Nice Guys like him populate contemporary Bollywood, balking at the knowledge that a woman may not love them back despite their “niceness” and then resorting to near-creepy and borderline abusive behaviour towards that woman. We’ve seen it in “Raanjhana” (where the male protagonist stalks, slits his wrists, and goes to truly terrifying lengths just because the woman won’t reciprocate his love), and we’ve seen it in “Rockstar” (where again the male protagonist cannot back off), and now we see it in “Ae Dil Hai Mushkil”.
“Friendzoning is bullshit because girls are not machines that you put kindness coins into until sex falls out”, wrote Tumblr user hexjackal a few years ago, in a post that still rings true. The friendzone is perhaps one of the most toxic patriarchal concepts that exist and it continues to get glorified in popular culture. Bollywood is a repeat offender, constantly reiterating the very principle that informs Ayan’s relentless pursuit of Alizeh’s affections – that there has to be something romantic or sexual between them for their relationship to be valid.
Alizeh’s history with romance is a tumultuous one, so it’s unsurprising that she would see friendship as the purer, less problematic relationship. Friendship gives her sukoon (peace) while junoon (passion) leads to self-destruction. This is why she prefers to remain friends with Ayan and in fact, says that she values this relationship much more than she would a romantic relationship. But Ayan would only be satisfied with romantic reciprocation. He constantly gaslights her and makes her feel guilty for not loving him back, throws multiple tantrums in the due course of the film for that very reason. He has zero respect for her consent, and for the fact that her ‘no’ actually means ‘no’.

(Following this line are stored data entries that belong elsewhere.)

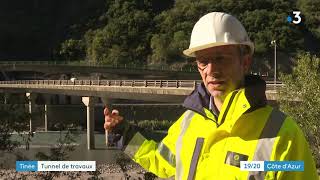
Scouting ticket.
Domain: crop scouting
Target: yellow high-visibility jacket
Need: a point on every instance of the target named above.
(204, 145)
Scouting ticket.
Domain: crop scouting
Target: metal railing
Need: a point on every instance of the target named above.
(94, 64)
(124, 83)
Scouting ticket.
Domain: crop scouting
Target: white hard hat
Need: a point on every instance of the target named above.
(217, 29)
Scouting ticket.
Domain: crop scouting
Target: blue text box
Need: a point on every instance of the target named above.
(26, 166)
(283, 165)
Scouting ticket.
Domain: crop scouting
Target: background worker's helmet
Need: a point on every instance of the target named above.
(217, 29)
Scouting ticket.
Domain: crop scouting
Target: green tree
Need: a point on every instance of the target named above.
(300, 98)
(126, 36)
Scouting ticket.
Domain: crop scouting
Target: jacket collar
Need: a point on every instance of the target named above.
(255, 88)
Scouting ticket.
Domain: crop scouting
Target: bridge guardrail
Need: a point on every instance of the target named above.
(126, 83)
(92, 64)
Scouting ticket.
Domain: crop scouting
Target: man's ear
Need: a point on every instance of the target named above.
(246, 62)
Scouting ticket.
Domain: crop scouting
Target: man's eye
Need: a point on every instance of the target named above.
(204, 63)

Way too many real-world cases of stalking, harassment and abuse from so-called from men who have been rejected (or “friendzoned”) have surfaced, and in a way, mainstream Bollywood films (that can be extremely influential) are encouraging such behaviour, because they are normalising it. When we see heroes on screen who feel a sense of ownership or entitlement upon a woman’s body (and evoke sympathy for the very same character) and become emotionally or physically abusive when denied that ownership, then we are promoting something dangerous indeed – because we are excusing these acts, legitimising them even. Ayan’s story might end with him finally accepting Alizeh’s friendship and ceasing his romantic advances, but there are countless cases out there where men do not, and instead, continue to perpetuate abuse. Bollywood needs to stop encouraging this from the very beginning. It needs to stop stretching unrequited love to the level that it stops respecting explicit consent.
You’re not really a nice guy if you expect women to cater to your needs just because you’re one. Bollywood keeps giving us guys like Ayaan, while marginalising the woman’s narrative. The women, then, exist as plot devices, catalysts to have the hero ‘come of age’ or simply an object of unquestionable desire who doesn’t get much agency. Both Alizeh and Saba are potentially very interesting characters, but instead of being fleshed out, they fall prey to almost all of these tropes, and ultimately, Ayan becomes the character that we are made to root for – the guy who just doesn’t get it because he cannot see past his “nice guy” privilege. And that’s what’s mushkil about this entire situation.